マシュマロ実験から見る人生の本質。

哲学

あなたはマシュマロ実験をご存知でしょうか?

これはとても有名な実験で、1960年代後半から1970年代前半にかけてスタンフォード大学の心理学者・ウォルター・ミシェル氏が実施した実験です。

この実験は、4歳の子ども186人を対象に行われた実験で、机と椅子しかない部屋に一人ずつ入ってもらい、それぞれにマシュマロを1つだけ与え、
「私が帰ってくるまでの15分間、マシュマロを食べるのを我慢したらもう1つあげる」
と告げ部屋を出ていき、その後の様子を観察するという実験です。

そして15分間マシュマロを食べずに我慢し、2個目のマシュマロを手に入れた子どもは1/3ほどであったという実験結果が出ています。

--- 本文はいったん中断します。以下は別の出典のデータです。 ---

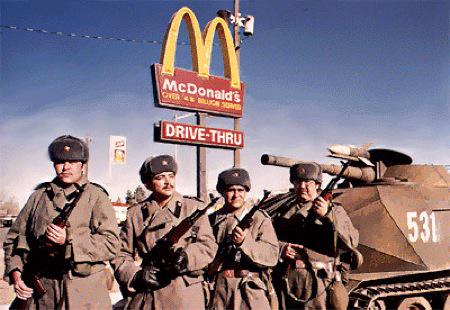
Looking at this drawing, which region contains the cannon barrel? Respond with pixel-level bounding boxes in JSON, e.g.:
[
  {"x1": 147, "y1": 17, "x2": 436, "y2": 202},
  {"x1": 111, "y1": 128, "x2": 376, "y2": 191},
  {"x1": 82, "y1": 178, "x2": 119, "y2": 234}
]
[{"x1": 261, "y1": 154, "x2": 376, "y2": 183}]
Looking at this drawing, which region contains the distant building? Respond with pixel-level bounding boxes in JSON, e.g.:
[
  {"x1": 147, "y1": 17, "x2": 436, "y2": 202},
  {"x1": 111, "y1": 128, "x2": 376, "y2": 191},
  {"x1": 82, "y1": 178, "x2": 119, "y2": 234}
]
[{"x1": 111, "y1": 199, "x2": 130, "y2": 224}]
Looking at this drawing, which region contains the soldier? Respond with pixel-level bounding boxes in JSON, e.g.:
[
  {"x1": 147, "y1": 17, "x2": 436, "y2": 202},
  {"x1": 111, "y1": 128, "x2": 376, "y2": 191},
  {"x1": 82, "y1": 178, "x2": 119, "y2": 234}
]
[
  {"x1": 210, "y1": 168, "x2": 278, "y2": 310},
  {"x1": 272, "y1": 163, "x2": 359, "y2": 309},
  {"x1": 4, "y1": 135, "x2": 120, "y2": 309},
  {"x1": 112, "y1": 155, "x2": 217, "y2": 309}
]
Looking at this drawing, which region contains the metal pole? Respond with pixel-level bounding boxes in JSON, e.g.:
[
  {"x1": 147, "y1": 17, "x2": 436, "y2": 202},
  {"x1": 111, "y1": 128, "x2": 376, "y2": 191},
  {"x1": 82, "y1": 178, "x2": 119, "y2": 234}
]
[
  {"x1": 83, "y1": 136, "x2": 92, "y2": 179},
  {"x1": 233, "y1": 0, "x2": 241, "y2": 167},
  {"x1": 197, "y1": 112, "x2": 208, "y2": 202}
]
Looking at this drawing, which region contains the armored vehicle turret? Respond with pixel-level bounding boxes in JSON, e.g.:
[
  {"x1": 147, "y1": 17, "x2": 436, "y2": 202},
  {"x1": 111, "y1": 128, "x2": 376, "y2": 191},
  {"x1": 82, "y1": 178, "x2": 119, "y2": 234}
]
[{"x1": 261, "y1": 145, "x2": 450, "y2": 309}]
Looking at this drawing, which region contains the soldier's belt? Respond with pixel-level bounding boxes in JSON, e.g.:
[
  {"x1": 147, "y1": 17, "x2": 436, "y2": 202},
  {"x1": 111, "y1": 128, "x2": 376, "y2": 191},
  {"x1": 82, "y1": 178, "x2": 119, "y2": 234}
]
[
  {"x1": 220, "y1": 269, "x2": 259, "y2": 278},
  {"x1": 294, "y1": 259, "x2": 334, "y2": 272}
]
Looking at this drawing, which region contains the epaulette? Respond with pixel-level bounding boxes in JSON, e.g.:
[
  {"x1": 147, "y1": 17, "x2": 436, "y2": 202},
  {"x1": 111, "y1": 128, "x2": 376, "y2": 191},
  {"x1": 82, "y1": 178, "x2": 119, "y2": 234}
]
[
  {"x1": 259, "y1": 209, "x2": 270, "y2": 218},
  {"x1": 89, "y1": 182, "x2": 109, "y2": 196},
  {"x1": 34, "y1": 182, "x2": 50, "y2": 191},
  {"x1": 183, "y1": 195, "x2": 204, "y2": 203}
]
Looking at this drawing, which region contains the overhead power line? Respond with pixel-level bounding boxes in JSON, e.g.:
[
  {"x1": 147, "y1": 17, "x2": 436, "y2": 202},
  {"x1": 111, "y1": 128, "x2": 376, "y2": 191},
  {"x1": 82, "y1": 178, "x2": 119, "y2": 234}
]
[{"x1": 0, "y1": 25, "x2": 217, "y2": 45}]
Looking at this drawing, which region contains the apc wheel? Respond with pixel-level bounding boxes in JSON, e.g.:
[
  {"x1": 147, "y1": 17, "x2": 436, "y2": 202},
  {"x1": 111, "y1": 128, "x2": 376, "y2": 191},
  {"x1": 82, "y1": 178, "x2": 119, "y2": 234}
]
[
  {"x1": 442, "y1": 294, "x2": 450, "y2": 310},
  {"x1": 398, "y1": 297, "x2": 432, "y2": 310},
  {"x1": 368, "y1": 299, "x2": 386, "y2": 310}
]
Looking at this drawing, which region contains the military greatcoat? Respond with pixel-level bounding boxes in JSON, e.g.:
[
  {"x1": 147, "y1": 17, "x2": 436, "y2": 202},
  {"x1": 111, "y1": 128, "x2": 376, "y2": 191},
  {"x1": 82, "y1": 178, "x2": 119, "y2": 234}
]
[
  {"x1": 112, "y1": 193, "x2": 217, "y2": 309},
  {"x1": 210, "y1": 204, "x2": 278, "y2": 310},
  {"x1": 4, "y1": 179, "x2": 120, "y2": 309},
  {"x1": 272, "y1": 202, "x2": 359, "y2": 309}
]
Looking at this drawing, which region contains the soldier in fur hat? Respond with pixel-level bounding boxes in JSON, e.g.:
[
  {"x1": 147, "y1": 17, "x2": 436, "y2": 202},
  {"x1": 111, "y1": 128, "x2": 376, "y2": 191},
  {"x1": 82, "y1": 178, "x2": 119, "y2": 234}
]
[
  {"x1": 111, "y1": 155, "x2": 217, "y2": 309},
  {"x1": 272, "y1": 163, "x2": 359, "y2": 309},
  {"x1": 4, "y1": 135, "x2": 119, "y2": 309},
  {"x1": 210, "y1": 168, "x2": 278, "y2": 310}
]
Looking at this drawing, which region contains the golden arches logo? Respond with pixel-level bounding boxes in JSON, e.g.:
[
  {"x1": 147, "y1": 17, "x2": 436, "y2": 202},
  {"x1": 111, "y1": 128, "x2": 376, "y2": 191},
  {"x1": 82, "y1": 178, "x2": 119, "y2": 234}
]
[{"x1": 160, "y1": 7, "x2": 241, "y2": 89}]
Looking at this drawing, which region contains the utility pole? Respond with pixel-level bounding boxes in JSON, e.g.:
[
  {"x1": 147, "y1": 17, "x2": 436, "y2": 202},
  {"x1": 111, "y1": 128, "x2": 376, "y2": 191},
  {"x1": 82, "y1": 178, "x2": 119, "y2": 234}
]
[
  {"x1": 83, "y1": 135, "x2": 92, "y2": 179},
  {"x1": 196, "y1": 112, "x2": 208, "y2": 202},
  {"x1": 233, "y1": 0, "x2": 241, "y2": 168}
]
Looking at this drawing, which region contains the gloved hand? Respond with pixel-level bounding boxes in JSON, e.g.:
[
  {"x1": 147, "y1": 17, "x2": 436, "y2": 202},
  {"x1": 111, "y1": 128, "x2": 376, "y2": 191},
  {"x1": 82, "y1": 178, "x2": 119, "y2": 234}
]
[
  {"x1": 132, "y1": 265, "x2": 161, "y2": 291},
  {"x1": 169, "y1": 248, "x2": 188, "y2": 276}
]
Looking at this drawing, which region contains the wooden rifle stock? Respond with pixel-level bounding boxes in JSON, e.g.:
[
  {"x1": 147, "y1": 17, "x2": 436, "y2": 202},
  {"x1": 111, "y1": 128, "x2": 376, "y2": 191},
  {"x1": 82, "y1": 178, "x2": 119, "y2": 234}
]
[
  {"x1": 10, "y1": 274, "x2": 47, "y2": 310},
  {"x1": 38, "y1": 183, "x2": 85, "y2": 257},
  {"x1": 143, "y1": 197, "x2": 220, "y2": 266}
]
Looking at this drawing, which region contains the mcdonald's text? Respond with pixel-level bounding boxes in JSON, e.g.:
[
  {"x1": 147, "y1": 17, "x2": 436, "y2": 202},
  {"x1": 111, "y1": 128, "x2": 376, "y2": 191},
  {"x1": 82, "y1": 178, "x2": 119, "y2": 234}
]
[
  {"x1": 152, "y1": 64, "x2": 244, "y2": 117},
  {"x1": 155, "y1": 121, "x2": 244, "y2": 148}
]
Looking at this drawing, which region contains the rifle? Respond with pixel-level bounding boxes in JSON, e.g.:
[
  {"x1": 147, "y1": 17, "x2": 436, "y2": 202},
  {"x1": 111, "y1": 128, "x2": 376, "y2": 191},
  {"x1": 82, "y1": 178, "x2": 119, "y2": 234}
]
[
  {"x1": 208, "y1": 190, "x2": 270, "y2": 275},
  {"x1": 38, "y1": 183, "x2": 86, "y2": 257},
  {"x1": 142, "y1": 197, "x2": 220, "y2": 270},
  {"x1": 10, "y1": 183, "x2": 85, "y2": 309}
]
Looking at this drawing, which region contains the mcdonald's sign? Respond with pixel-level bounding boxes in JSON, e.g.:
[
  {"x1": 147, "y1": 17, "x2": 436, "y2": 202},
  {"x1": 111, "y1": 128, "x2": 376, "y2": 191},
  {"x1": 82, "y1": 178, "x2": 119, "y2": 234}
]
[{"x1": 152, "y1": 7, "x2": 244, "y2": 118}]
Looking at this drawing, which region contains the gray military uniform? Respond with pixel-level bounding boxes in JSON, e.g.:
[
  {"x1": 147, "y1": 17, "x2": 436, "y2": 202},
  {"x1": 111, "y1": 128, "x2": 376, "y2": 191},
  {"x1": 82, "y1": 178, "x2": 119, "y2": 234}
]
[
  {"x1": 210, "y1": 204, "x2": 278, "y2": 310},
  {"x1": 272, "y1": 202, "x2": 359, "y2": 309},
  {"x1": 112, "y1": 193, "x2": 217, "y2": 309},
  {"x1": 4, "y1": 179, "x2": 119, "y2": 309}
]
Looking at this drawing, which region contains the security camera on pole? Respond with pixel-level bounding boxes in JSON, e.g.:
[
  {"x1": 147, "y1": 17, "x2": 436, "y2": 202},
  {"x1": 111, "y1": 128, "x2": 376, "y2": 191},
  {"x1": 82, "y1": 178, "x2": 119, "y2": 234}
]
[
  {"x1": 151, "y1": 7, "x2": 248, "y2": 200},
  {"x1": 217, "y1": 0, "x2": 255, "y2": 167}
]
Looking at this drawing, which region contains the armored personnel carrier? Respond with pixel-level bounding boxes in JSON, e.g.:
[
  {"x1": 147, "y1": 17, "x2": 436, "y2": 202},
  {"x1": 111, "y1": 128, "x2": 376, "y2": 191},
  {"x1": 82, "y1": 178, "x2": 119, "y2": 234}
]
[{"x1": 261, "y1": 145, "x2": 450, "y2": 309}]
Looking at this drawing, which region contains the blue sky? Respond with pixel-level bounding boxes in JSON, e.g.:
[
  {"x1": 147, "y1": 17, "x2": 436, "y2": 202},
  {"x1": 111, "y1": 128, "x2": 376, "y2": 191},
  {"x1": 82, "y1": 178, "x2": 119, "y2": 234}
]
[{"x1": 0, "y1": 0, "x2": 450, "y2": 203}]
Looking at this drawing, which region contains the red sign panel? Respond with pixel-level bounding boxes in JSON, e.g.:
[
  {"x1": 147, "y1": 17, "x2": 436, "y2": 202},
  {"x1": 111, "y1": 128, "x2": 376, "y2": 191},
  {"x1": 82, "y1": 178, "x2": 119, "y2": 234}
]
[
  {"x1": 152, "y1": 64, "x2": 244, "y2": 118},
  {"x1": 155, "y1": 121, "x2": 244, "y2": 149}
]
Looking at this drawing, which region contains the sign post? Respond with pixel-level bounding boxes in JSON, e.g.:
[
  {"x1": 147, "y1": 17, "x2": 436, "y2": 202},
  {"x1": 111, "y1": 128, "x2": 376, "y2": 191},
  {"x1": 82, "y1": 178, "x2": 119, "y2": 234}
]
[{"x1": 151, "y1": 7, "x2": 244, "y2": 200}]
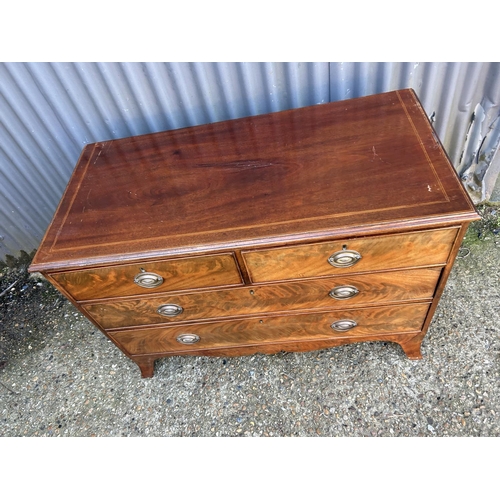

しかしこの実験はこの結果がすべてではなく、その後それぞれの子供たちにどのような差が生まれるのかという部分が肝となる実験です。

その結果は、15分間我慢し、2個目のマシュマロを手に入れた子供の方が、後年の学業成績が良かったり、収入や資産が多かったという結果が出ているようです。

この実験こそが人生の本質であると私は考えます。

お金の面でも学業の面でも同じことですが、今得られる快楽を我慢して将来もっと大きなリターンを得るというのが、投資の世界でも、そして人生そのものでも大切なことであることは間違いありません。

投資の世界なら、得た収入から、快楽につながる浪費をどれだけ押さえて資産に振り分けられるかが大切になってきます。
1個のマシュマロを得るという今すぐにでも得られる快楽をいったん我慢し、2個のマシュマロを手に入れるという思考こそが大切な考え方なのだと確信しています。

もちろん、金銭面だけではなく、人生そのものもそうです。

今、自分の生活の中にある余裕の時間をどのように使うのか。

仲間と飲みに行ったり、テレビを見たり、ゲームをしたりするという快楽を得る時間に使うのか、勉強や仕事、読書にあてるのかも、まさに今得られる快楽を得るのか、もしくはその快楽を我慢して将来のリターンに振り向けるのかの違いになるわけです。

4歳児を対象としたこの実験ですが、この実験結果は心のとどめておく必要があると思います。

前述したように、金銭面でも時間の面でも、今得られる快楽を我慢して将来のために投資出来る人はどれだけいるでしょうか。

この実験を大人が見れば、15分我慢さえすればマシュマロが2つもらえるのだから我慢した方がいい、という当たり前の考えに達すると思います。

しかし、その当たり前の考えの延長線上が、普段の私たちの私生活であるわけです。

このようにした方がいいに決まっている、と思うことに、あなたはどれだけ時間、もしくは金銭を投資出来ているでしょうか。

この実験のように、子供を対象とした分かりやすいものならいいのですが、世の中は複雑で、難しいことだらけなのでそうはいきません。

しかし、本質とは、このような単純なものなのだと私は思います。

世の中が複雑だからこそ、自分自身も複雑にとらえてしまい、こんな単純な本質を見失ってしまうことがあるのでしょう。

アルフレッド・アドラーはこのような言葉を残しています。

人生が困難なのではない。
あなたが人生を困難にしているのだ。
人生はきわめてシンプルである。

つまり、人生を難しくしているのは自分自身であり、本質自体はとてもシンプルで簡単なことなわけです。

今、得られる快楽を我慢し、将来のために投資することが出来たのであれば、金銭的にも人生的にも将来はいいものになる。
これはまさにとてもシンプルで、簡単なことだと言えるのではないでしょうか。

この本質を理解すると、自分がどれだけ甘い人間だったかを知ることが出来ます。
そして、知ることが出来たなら改善することが出来ます。
そしてシンプルに、この本質通りに行動できれば、マシュマロが2個になるように、あなたが何らかのリターンを得られることは約束されていると言えると思います。